In a wide-ranging conversation with EW about the film and her career (read more here), McDormand addressed the unsentimental nature of her work, especially in recent years. The actress won an Oscar for her iconic role as a good-hearted, pregnant sheriff in 1996’s Fargo, but reminded audiences the world over of her flinty daring with HBO’s 2014 miniseries Olive Kitteridge. In that four-hour TV marvel, she played a seemingly cold-to-the-touch suicidal woman in small town Maine. The Emmy-winning performance is a master class in making an unsympathetic character into someone still utterly dynamic.
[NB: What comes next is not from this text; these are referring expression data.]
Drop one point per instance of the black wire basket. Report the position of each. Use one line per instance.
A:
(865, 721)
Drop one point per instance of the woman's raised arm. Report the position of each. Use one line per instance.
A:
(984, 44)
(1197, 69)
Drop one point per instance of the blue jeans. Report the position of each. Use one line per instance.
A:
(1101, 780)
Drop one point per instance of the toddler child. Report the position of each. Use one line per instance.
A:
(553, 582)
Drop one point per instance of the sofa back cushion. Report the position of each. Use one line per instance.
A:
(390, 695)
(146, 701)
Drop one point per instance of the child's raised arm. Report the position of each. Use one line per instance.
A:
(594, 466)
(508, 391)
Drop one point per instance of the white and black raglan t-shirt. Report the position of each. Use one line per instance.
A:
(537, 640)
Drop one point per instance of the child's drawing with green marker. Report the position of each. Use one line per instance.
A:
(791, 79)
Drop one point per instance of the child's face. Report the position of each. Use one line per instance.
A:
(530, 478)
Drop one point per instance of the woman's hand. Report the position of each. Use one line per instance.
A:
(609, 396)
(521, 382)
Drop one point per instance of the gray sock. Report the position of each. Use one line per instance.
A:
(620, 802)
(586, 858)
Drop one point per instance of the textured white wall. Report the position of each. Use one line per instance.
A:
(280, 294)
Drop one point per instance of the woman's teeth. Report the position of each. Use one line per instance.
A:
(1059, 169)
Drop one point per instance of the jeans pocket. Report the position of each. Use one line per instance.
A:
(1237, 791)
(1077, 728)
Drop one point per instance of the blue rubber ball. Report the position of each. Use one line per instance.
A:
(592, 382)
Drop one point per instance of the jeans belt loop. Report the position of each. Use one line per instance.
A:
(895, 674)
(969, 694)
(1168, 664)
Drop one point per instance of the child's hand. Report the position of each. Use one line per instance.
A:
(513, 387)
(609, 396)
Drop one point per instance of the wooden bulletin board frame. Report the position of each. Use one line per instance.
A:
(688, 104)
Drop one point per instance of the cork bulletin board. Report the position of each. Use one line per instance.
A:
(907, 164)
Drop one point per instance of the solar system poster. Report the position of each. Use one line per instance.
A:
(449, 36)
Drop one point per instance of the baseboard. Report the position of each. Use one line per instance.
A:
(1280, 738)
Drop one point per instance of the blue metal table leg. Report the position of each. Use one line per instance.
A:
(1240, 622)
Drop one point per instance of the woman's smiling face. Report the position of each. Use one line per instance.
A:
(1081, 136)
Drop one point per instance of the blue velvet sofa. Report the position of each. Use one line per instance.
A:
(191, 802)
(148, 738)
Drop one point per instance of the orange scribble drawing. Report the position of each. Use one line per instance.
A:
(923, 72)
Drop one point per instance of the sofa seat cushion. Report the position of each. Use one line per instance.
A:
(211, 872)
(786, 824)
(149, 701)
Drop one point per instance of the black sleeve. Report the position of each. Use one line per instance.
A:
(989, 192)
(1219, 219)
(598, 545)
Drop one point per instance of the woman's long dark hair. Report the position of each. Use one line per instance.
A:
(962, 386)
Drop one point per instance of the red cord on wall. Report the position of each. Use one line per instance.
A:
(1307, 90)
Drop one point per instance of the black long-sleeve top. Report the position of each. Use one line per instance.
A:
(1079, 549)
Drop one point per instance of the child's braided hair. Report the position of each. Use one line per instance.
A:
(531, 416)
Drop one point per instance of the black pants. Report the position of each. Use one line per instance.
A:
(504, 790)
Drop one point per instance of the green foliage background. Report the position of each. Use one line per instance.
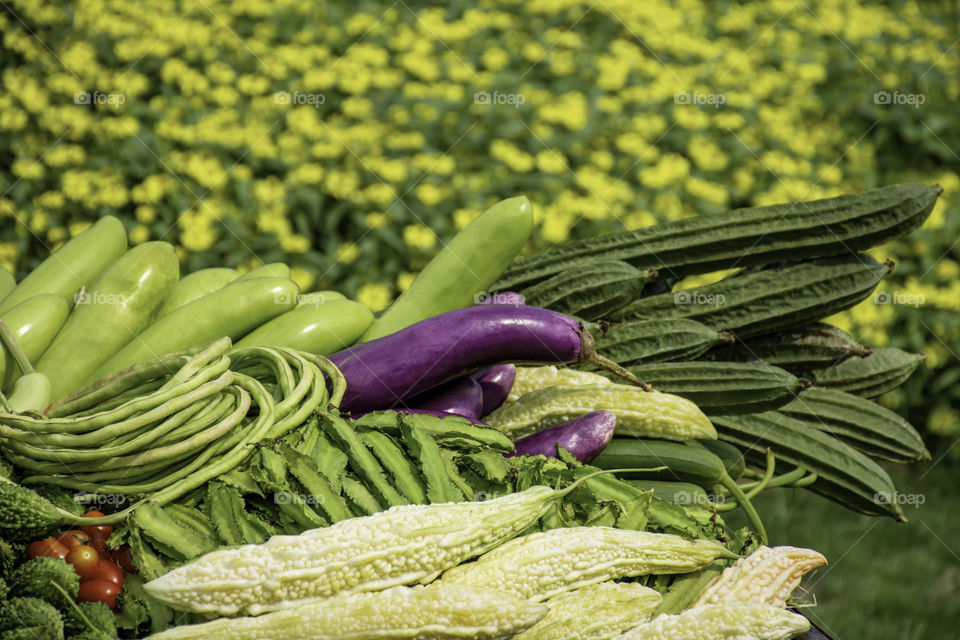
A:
(345, 138)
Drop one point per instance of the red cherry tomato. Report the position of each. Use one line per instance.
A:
(106, 571)
(102, 531)
(73, 538)
(85, 560)
(124, 558)
(100, 544)
(47, 547)
(99, 591)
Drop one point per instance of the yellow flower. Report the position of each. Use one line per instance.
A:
(706, 155)
(295, 243)
(145, 214)
(495, 59)
(51, 200)
(57, 235)
(347, 253)
(405, 279)
(375, 297)
(27, 169)
(139, 234)
(418, 236)
(76, 228)
(947, 270)
(376, 220)
(463, 217)
(671, 169)
(550, 161)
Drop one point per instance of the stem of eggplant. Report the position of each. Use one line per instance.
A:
(589, 355)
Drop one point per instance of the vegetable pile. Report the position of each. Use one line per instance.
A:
(555, 457)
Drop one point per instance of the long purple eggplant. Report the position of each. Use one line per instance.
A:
(387, 371)
(429, 412)
(461, 397)
(495, 383)
(583, 437)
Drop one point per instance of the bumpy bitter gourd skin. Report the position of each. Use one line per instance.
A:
(545, 564)
(435, 612)
(535, 378)
(768, 575)
(644, 414)
(404, 545)
(727, 621)
(598, 612)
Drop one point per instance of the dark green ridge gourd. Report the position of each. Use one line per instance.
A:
(7, 283)
(883, 370)
(591, 291)
(676, 492)
(769, 300)
(864, 425)
(745, 237)
(683, 462)
(844, 474)
(720, 388)
(655, 340)
(732, 457)
(798, 350)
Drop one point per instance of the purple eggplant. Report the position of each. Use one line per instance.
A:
(583, 437)
(462, 397)
(429, 412)
(496, 383)
(387, 371)
(501, 297)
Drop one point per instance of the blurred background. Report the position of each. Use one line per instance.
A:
(352, 139)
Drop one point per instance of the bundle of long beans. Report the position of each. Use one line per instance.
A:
(165, 427)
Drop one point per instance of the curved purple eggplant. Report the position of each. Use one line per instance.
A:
(384, 372)
(462, 397)
(583, 437)
(429, 412)
(495, 383)
(502, 297)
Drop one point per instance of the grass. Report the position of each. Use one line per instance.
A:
(885, 580)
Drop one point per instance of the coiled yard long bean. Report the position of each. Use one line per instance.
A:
(164, 427)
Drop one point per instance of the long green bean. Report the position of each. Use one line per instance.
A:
(163, 428)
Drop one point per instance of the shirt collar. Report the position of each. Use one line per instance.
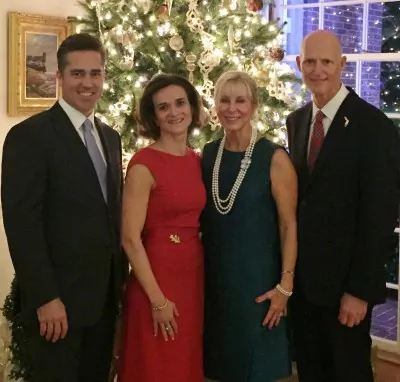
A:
(331, 108)
(75, 116)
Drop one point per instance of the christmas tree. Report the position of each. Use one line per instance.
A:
(197, 39)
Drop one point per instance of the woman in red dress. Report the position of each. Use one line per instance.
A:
(163, 198)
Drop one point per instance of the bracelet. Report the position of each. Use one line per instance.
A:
(283, 291)
(162, 307)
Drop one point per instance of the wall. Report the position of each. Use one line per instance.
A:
(62, 8)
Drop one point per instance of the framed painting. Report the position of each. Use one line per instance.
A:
(33, 41)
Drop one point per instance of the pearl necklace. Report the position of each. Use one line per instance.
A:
(224, 206)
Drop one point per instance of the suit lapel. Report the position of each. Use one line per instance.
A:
(101, 128)
(333, 137)
(300, 146)
(69, 136)
(302, 135)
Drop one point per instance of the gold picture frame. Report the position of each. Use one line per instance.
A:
(33, 41)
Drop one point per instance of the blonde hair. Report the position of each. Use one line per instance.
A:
(237, 77)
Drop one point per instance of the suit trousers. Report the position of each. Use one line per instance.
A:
(326, 350)
(85, 354)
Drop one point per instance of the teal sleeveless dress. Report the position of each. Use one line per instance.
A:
(242, 261)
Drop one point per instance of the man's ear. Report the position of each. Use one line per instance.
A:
(343, 62)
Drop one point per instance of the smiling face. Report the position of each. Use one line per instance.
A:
(82, 80)
(234, 105)
(321, 64)
(172, 110)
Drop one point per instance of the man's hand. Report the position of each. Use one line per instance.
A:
(352, 310)
(53, 320)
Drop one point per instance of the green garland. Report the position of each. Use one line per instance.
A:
(19, 356)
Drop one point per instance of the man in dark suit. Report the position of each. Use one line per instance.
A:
(346, 153)
(61, 197)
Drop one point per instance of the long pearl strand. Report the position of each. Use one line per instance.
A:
(224, 206)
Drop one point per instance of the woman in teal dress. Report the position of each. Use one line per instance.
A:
(250, 241)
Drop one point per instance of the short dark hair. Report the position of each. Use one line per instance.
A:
(78, 42)
(147, 115)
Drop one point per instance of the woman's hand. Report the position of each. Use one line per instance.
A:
(277, 308)
(164, 320)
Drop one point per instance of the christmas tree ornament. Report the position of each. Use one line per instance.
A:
(276, 54)
(176, 43)
(255, 5)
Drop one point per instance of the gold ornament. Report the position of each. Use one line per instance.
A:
(276, 54)
(191, 66)
(162, 12)
(176, 43)
(262, 77)
(127, 62)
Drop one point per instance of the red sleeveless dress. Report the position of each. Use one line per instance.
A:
(174, 208)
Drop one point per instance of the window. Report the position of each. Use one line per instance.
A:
(370, 34)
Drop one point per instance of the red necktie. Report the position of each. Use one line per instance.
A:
(317, 139)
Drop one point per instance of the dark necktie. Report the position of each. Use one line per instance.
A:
(95, 155)
(317, 139)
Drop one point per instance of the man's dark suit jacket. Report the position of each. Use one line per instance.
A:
(63, 238)
(348, 204)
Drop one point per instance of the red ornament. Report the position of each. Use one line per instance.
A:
(163, 9)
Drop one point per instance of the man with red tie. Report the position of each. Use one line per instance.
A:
(347, 156)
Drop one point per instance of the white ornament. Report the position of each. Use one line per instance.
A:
(224, 206)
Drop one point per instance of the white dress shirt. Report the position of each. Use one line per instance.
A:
(77, 119)
(329, 110)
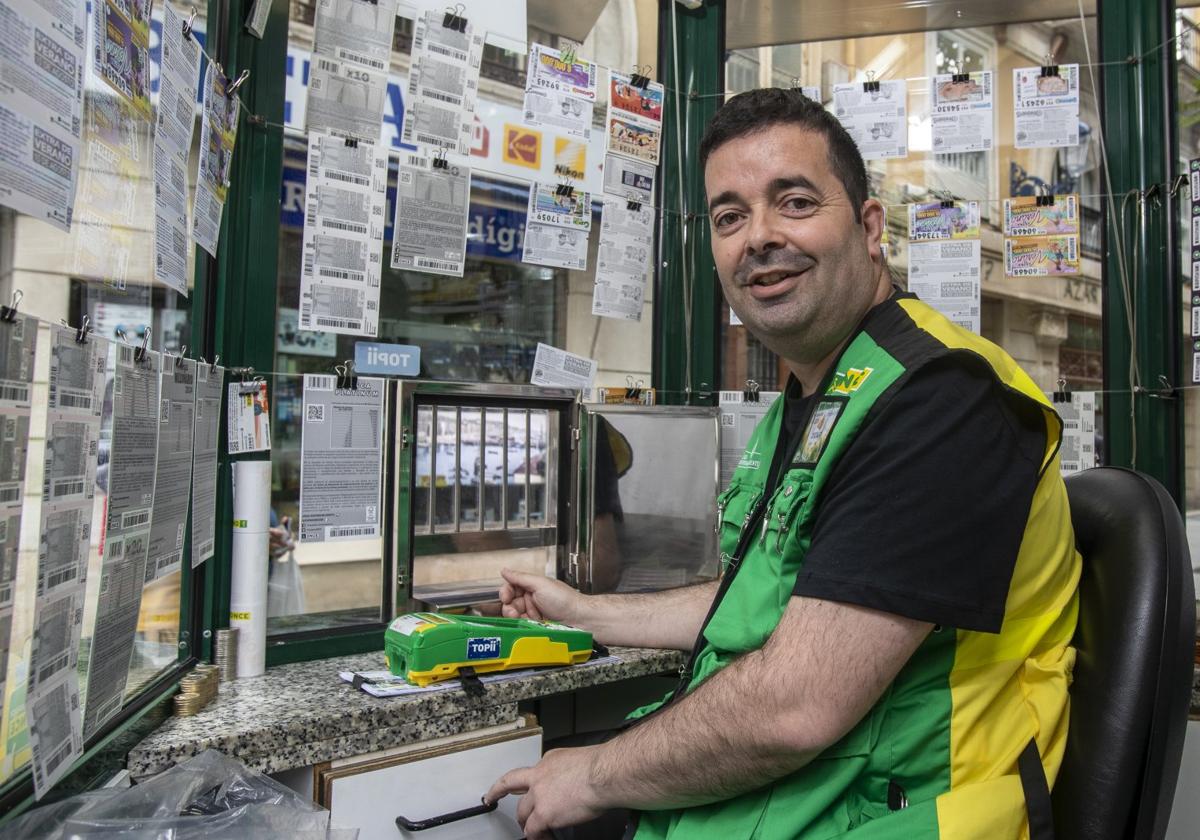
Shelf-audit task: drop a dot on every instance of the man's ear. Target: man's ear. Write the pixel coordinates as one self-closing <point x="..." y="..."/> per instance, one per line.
<point x="875" y="219"/>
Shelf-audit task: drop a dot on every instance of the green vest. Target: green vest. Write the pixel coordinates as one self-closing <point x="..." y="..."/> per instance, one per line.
<point x="953" y="723"/>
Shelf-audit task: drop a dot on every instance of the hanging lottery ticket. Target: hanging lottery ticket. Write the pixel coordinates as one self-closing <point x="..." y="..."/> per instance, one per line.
<point x="624" y="259"/>
<point x="219" y="135"/>
<point x="1045" y="106"/>
<point x="943" y="258"/>
<point x="348" y="77"/>
<point x="557" y="227"/>
<point x="430" y="227"/>
<point x="963" y="112"/>
<point x="875" y="114"/>
<point x="443" y="83"/>
<point x="174" y="125"/>
<point x="41" y="107"/>
<point x="345" y="201"/>
<point x="559" y="93"/>
<point x="635" y="118"/>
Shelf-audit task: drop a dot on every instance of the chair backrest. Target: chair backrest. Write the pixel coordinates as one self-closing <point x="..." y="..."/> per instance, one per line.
<point x="1133" y="677"/>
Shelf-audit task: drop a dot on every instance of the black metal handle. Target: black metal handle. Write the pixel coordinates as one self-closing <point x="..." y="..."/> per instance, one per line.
<point x="444" y="819"/>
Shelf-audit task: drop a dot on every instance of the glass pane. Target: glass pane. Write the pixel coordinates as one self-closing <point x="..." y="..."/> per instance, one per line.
<point x="102" y="270"/>
<point x="483" y="327"/>
<point x="1051" y="325"/>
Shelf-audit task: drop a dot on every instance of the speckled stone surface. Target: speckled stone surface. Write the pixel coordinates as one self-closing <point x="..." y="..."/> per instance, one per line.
<point x="304" y="714"/>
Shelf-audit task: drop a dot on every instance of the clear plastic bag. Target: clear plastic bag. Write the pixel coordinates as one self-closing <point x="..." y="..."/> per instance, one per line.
<point x="210" y="797"/>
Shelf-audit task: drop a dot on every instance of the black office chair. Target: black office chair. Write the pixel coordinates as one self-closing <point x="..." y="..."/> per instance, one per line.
<point x="1133" y="677"/>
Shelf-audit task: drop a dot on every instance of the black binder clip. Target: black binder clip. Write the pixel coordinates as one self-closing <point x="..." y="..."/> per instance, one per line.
<point x="347" y="381"/>
<point x="139" y="354"/>
<point x="1063" y="394"/>
<point x="84" y="329"/>
<point x="454" y="19"/>
<point x="9" y="313"/>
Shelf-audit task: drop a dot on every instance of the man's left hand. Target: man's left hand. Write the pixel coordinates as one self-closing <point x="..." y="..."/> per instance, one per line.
<point x="557" y="791"/>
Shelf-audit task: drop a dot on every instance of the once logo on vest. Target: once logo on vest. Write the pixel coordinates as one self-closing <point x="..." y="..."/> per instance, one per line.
<point x="849" y="382"/>
<point x="484" y="648"/>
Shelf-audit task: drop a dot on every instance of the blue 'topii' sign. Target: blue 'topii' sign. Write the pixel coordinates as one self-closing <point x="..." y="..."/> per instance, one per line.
<point x="389" y="360"/>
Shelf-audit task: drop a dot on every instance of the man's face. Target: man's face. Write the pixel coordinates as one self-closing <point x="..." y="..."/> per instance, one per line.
<point x="795" y="265"/>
“When I played Olive, [director] Lisa Cholokendo and I had many conversations about the character’s lack of vulnerability,” McDormand says. “It could be partly my taste. It’s just my belief that there are female characters that will benefit from not being vulnerable. And that was an ongoing debate between all of us working on it.”
McDormand found herself having very similar conversations with McDonagh while working on Three Billboards. In the film, she plays a grieving mother named Mildred who’s pushing the local police department to investigate her daughter’s murder. Her efforts include renting a billboard to taunt the cops — an act that leads to an escalating war with the town’s law enforcement.
“Martin and I, again, had some of the same conversations about vulnerability,” she says. “I believed there were places where Mildred simply can’t access her emotions. So why be afraid of that? Everybody is f—ing crying in movies all the time, even the men! For me, that’s not Greek tragedy, it’s a therapy session. It’s about neuroses and not pain and rage. There’s something healing about tears. If Mildred’s emotions are so accessible, if she can so easily go to tears, then why is she so filled with rage? Because if you can cry out the pain, you don’t need to burn down the police station. So I was interested in her being locked out of her own humanity.”
The actress cites the final moments of the reigning Best Picture Oscar winner to illustrate her point. “The last scene in Moonlight, that’s one of the most extraordinary things I’ve ever seen on film in my lifetime. You see two men showing such tenderness towards each other. And it’s bold, it’s deep, it’s complex, it’s profound. And they do not f—ing cry!”
Three Billboards Outside Ebbing, Missouri opens in theaters on Nov. 10. With the reviews she’s receiving, you can expect to see a lot of McDormand all through this coming awards season. And you can also expect that if she walks on stage next March to collect her second Oscar, her eyes will be totally dry.